The court ruled state agencies are not authorized to enforce the law, and thus, recommended the abortion industry's lawsuit be dismissed.
“There is nothing left, this case is effectively over with respect to our challenge to the abortion ban,” said Marc Hearron, attorney for the Center for Reproductive Rights, which led the challenge against the Texas law known as Senate Bill 8.
Although Texas abortion clinics are not dropping the lawsuit, they now expect it will be dismissed in the coming weeks or months.
The Texas law bans abortion after roughly six weeks of pregnancy and makes no exceptions in cases of rape or incest. Abortions in Texas have plummeted by more than 50% since the law took effect.
You can read the full opinion here.
In a statement, the pro-life group Texas Right to Life called the ruling, "a big victory."
"Today's ruling is a big victory for the life-saving Texas Heartbeat Act," the group said. "We have said from the beginning that abortionists' lawsuit should be dismissed. The Legislature clearly never intended state agencies to participate in enforcing the Texas Heartbeat Act, and the Supreme Court of Texas agreed. This is not the final step in the journey, as the case will now return to the Fifth Circuit Court of Appeals, but it affirms a positive path forward for the historic law. We're grateful that the Texas Heartbeat Act will continue saving thousands of lives, and we're hopeful that the judiciary will soon pave the way to protect all preborn children by overturning Roe v. Wade."
Lia Rose, president of Live Action, said the ruling is "a big win for children in Texas."
"This is a big win for children in Texas," she said in a statement. "The Supreme Court of Texas has ruled against the abortion industry in their litigation against the Texas Heart Beat Law. The law will continue to protect children with a detectable heartbeat from the violence of abortion."

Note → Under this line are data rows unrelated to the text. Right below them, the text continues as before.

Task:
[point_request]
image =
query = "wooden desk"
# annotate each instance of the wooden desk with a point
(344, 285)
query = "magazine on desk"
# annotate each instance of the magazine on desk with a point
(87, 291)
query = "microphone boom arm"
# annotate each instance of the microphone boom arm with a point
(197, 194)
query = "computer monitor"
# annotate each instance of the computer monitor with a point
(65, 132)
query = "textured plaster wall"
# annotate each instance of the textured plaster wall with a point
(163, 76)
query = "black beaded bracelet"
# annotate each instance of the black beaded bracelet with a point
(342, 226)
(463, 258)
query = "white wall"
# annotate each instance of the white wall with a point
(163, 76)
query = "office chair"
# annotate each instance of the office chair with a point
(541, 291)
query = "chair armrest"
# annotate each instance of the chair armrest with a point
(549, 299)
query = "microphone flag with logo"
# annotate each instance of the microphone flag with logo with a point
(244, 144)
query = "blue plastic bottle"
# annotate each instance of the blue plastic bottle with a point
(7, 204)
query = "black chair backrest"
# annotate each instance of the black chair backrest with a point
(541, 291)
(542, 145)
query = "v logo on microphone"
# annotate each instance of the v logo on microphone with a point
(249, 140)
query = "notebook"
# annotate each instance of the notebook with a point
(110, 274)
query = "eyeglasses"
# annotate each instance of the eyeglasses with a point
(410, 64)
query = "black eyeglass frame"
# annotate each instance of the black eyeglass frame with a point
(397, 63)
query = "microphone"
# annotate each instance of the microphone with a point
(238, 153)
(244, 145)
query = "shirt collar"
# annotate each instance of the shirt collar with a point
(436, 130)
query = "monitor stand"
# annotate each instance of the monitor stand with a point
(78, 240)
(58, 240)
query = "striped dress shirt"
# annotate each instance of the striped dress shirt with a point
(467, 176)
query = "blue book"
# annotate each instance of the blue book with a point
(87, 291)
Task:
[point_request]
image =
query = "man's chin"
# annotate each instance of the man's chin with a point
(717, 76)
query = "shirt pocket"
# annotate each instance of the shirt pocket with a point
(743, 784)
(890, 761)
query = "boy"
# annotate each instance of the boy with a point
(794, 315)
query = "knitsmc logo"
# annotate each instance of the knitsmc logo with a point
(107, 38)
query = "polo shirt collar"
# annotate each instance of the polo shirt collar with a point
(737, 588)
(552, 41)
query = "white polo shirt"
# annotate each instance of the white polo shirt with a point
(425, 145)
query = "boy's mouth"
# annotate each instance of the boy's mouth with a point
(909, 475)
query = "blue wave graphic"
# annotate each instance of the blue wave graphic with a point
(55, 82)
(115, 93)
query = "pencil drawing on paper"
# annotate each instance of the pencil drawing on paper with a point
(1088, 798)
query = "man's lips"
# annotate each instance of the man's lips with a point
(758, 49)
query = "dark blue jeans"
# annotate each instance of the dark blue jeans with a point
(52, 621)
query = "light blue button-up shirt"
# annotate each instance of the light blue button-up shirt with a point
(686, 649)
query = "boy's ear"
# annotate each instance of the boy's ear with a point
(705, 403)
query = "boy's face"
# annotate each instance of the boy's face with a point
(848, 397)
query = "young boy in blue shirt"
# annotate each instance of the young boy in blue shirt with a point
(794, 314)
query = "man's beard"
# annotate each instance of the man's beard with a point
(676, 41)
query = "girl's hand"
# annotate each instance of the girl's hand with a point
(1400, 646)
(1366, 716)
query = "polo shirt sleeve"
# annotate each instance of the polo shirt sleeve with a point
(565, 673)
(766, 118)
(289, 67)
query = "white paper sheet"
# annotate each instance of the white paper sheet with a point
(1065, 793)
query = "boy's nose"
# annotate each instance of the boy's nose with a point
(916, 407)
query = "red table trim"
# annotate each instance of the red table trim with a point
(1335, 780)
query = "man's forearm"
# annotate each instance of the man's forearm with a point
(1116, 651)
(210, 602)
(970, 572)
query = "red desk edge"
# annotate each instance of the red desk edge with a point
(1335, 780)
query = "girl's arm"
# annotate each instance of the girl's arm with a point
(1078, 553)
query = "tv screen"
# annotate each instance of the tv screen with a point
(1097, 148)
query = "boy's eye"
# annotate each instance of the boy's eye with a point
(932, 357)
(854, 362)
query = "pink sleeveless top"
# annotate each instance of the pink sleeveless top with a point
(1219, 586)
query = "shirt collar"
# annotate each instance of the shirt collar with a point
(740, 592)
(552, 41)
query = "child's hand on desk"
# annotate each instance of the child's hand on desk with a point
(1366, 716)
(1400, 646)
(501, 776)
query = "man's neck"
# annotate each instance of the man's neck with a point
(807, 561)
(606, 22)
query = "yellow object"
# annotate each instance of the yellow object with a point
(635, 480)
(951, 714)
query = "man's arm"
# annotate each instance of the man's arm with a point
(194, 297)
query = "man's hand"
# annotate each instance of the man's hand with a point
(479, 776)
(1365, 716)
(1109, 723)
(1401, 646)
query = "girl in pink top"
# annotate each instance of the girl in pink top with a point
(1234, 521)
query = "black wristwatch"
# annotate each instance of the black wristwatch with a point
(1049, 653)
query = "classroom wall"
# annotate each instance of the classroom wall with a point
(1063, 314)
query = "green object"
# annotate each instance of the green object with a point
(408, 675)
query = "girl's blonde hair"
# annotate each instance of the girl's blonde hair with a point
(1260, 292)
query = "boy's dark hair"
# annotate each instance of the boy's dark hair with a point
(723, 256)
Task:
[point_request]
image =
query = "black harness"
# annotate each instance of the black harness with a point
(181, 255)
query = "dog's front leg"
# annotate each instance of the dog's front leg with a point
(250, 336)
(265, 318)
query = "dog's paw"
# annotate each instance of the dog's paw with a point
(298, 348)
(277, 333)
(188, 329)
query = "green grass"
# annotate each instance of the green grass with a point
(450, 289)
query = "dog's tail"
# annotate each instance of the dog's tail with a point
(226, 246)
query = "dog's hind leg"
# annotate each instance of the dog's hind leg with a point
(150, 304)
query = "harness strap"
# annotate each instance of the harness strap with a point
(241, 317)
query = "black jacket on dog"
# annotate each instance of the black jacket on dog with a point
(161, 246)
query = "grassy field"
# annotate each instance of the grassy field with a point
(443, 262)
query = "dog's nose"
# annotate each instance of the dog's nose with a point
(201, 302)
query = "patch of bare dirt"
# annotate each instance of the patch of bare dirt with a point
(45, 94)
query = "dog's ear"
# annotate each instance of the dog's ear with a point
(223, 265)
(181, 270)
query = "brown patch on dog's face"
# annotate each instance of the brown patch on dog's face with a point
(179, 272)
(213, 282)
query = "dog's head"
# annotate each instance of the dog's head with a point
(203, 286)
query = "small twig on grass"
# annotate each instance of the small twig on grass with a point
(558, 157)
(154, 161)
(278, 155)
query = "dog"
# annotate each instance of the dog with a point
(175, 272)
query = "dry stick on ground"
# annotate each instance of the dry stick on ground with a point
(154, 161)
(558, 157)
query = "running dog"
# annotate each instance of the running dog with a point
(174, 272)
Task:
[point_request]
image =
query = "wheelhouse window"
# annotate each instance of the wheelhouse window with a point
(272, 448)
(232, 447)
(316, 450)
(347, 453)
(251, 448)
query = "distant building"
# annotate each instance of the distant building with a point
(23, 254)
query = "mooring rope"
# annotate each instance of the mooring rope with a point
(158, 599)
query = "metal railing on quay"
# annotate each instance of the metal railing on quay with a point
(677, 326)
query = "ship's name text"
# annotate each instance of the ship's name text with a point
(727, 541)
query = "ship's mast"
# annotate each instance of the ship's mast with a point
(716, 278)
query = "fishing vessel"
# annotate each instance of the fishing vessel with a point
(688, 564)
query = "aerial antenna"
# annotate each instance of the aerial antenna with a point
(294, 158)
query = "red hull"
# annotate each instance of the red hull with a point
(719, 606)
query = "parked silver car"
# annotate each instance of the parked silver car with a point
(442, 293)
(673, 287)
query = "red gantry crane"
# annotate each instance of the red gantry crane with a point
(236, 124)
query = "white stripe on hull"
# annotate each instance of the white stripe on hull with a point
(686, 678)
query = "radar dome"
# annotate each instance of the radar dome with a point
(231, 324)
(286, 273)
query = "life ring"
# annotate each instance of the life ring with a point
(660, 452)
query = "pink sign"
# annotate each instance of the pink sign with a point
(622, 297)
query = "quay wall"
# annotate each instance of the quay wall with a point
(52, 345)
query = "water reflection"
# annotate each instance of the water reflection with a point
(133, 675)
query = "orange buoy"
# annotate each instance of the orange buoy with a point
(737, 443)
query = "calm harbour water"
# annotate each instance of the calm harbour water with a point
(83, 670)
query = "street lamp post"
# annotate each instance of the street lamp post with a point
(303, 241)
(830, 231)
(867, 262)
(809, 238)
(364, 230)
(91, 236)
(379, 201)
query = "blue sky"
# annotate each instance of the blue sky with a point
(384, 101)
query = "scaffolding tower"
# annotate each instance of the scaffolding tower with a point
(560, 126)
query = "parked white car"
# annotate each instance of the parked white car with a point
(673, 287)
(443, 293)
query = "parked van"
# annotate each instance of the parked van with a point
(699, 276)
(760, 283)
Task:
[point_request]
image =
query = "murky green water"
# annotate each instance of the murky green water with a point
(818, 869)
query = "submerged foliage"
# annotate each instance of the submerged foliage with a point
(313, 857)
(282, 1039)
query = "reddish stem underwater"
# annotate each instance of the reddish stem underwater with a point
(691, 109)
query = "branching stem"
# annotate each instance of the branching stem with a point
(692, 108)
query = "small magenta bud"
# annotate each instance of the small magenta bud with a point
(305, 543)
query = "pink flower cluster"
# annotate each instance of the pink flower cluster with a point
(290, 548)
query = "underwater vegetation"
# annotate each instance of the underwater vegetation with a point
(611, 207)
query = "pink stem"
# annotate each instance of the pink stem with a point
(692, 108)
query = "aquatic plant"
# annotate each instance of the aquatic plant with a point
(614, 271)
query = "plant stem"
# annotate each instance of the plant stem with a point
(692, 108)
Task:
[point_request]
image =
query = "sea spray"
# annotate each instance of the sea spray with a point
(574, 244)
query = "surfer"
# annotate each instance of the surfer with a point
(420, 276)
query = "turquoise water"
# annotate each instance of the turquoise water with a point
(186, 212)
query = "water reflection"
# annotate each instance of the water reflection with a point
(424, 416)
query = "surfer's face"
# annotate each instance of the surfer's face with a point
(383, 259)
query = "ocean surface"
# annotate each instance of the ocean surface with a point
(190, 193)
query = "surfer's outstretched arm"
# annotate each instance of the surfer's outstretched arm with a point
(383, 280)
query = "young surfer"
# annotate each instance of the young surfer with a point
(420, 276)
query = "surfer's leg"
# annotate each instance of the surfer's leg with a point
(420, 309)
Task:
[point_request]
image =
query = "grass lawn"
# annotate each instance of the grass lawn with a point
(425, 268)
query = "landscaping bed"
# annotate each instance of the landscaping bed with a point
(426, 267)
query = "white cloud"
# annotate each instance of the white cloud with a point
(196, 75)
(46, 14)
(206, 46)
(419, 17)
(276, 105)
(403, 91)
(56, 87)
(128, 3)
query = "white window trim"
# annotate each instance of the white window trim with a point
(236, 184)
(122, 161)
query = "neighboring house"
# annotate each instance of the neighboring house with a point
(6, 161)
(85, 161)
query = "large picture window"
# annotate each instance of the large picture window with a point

Chelsey Youman, Texas state director and national legislative advisor with Human Coalition Action, applauded the court's ruling, and remarked, "Texas is a pioneer for what a post-Roe pro-life culture should look like."
"We applaud the Texas Supreme Court for allowing this law to remain in effect," Youman said in a statement. "For more than six months now, this law has protected the most vulnerable among us - reducing abortions in Texas by 60% in its first month alone. The court recognized what we already knew: this law is constitutional. It is the most successful piece of pro-life legislation in 50 years and should be replicated everywhere in states that are serious about rescuing preborn lives."
"Texas is a pioneer for what a post-Roe pro-life culture should look like," the statement continued. "The state appropriated $100 million to support alternatives to abortion for expectant mothers, showing that Texas truly cares about both mother and child. We will not rest as we continue to work for a society where all preborn lives are protected and all women are cared for and empowered to choose life."